Joins

Velox supports inner, left, right, full outer, left semi filter, left semi project, right semi filter, right semi project, and anti hash joins using either partitioned or broadcast distribution strategies. Semi project and anti joins support additional null-aware flag to distinguish between IN (null aware) and EXISTS (regular) semantics. Velox also supports cross joins.

Velox also supports inner and left merge join for the case where join inputs are sorted on the join keys. Right, full, left semi, right semi, and anti merge joins are not supported yet.

Hash Join Implementation

Use HashJoinNode plan node to insert a join into a query plan. Specify the join type, an equi-clause, e.g. pairs of columns on the left and right side whose values need to match, and an optional filter to apply to join results.

../_images/hash-join-node.png

The join type can be one of kInner, kLeft, kRight, kFull, kLeftSemiFilter, kLeftSemiProject, kRightSemiFilter, kRightSemiProject, or kAnti.

kLeftSemiProject, kRightSemiProject and kAnti joins support an additional nullAware flag to distinguish between IN (null aware) and EXISTS (regular) semantics.

Filter is optional. If specified it can be any expression over the results of the join. This expression will be evaluated using the same expression evaluation engine as used by the FilterProject operator and HiveConnector.

Inner join with a filter is equivalent to a join operator followed by FilterProject operator, but left join with a filter is different. Left join returns all rows from the left side along with all the matches on the build side that pass the filter. The results also include rows from the left side for which there is no match on the build side or neither match passed the filter.

To illustrate the difference between the left join with a filter and a left join followed by a filter consider the following data.

Left side:

id

value

1

10

2

20

3

30

4

40

Right side:

id

name

2

‘a’

2

‘b’

3

‘c’

3

‘d’

3

‘e’

4

‘f’

The result of the left join on left.id = right.id is:

l.id

l.value

r.name

1

10

null

2

20

‘a’

2

20

‘b’

3

30

‘c’

3

30

‘d’

3

30

‘e’

4

40

‘f’

The result of the left join on left.id = right.id with a filter right.name IN (‘a’, ‘f’) is:

l.id

l.value

r.name

1

10

null

2

20

‘a’

3

30

null

4

40

‘f’

Compare this with the result of left join on left.id = right.id followed by filter right.name IN (‘a’, ‘f’):

l.id

l.value

r.name

2

20

‘a’

4

40

‘f’

To execute a plan with a join, Velox creates two separate pipelines. One pipeline processes the build side data and creates a hash table. The other pipeline processes the data on the probe side, joins it with the build side data by probing the hash table and continues execution as specified by downstream plan nodes. HashJoinNode is translated into two separate operators: HashProbe and HashBuild. HashProbe operator becomes part of the probe-side pipeline. HashBuild operator is installed as the last operator of the build-side pipeline. The output of the HashBuild operator is a hash table which HashProbe operator gets access to via a special mechanism: JoinBridge.

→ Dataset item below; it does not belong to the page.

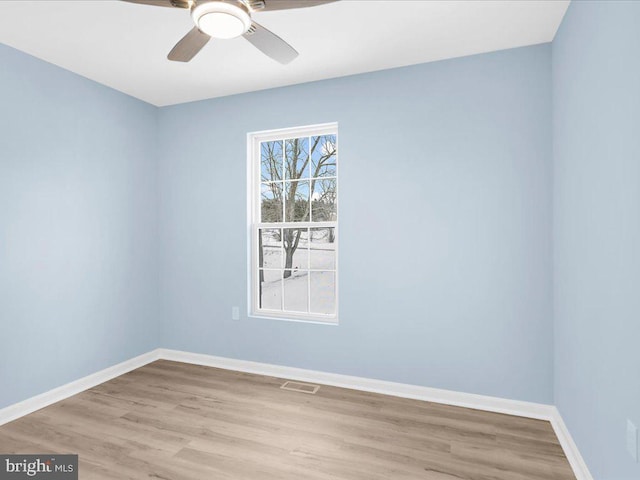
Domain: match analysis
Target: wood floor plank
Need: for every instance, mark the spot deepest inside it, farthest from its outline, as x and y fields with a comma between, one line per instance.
x=174, y=421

../_images/join-pipelines.png

Both HashBuild and HashAggregation operators use the same data structure for the hash table: velox::exec::HashTable. The payload, the non-join key columns referred to as dependent columns, are stored row-wise in the RowContainer.

Using the hash table in join and aggregation allows for a future optimization where the hash table can be reused if the aggregation is followed by the join and aggregation and join keys are the same. We expect to implement this optimization in the near future, but it is currently not implemented.

While processing input and building a hash table HashBuild operator analyzes the values of the join keys to determine whether these keys can be normalized (e.g. multiple keys can be merged into a single 64-bit integer key) or mapped to a small integer domain to allow for array-based lookup. This mechanism is implemented in the velox::exec::VectorHasher and is shared between aggregations and joins.

Build and probe side pipelines can run multi-threaded and their parallelism can be specified independently. HashBuild operator has extra logic to support parallel building of the hash table where the operator that finishes building its table last is responsible for merging it with all the other hash tables before making the hash table available over the JoinBridge.

Dynamic Filter Pushdown

In some queries the join runs in the same stage as the probe-side table scan. This happens if the join build side is broadcasted (when it is small enough) to all join nodes or if the query is using bucket-by-bucket execution mode. In these scenarios, it is often the case that only a small fraction of the join keys on the probe side match the build side and it is beneficial to filter out probe rows during table scan. This optimization is referred to as dynamic filtering or dynamic filter pushdown.

../_images/join-plan-translation.png

Velox implements this optimization by leveraging VectorHashers that contain full knowledge about the join key values on the build side. For each join key with not too many distinct values, an in-list filter is constructed using the set of distinct values stored in the corresponding VectorHasher. These filters are then pushed down into the TableScan operator and make their way into the HiveConnector which uses them to (1) prune files and row groups based on statistics and (2) filter out rows when reading the data.

It is worth noting that the biggest wins come from using the dynamic filters to prune whole file and row groups during table scan.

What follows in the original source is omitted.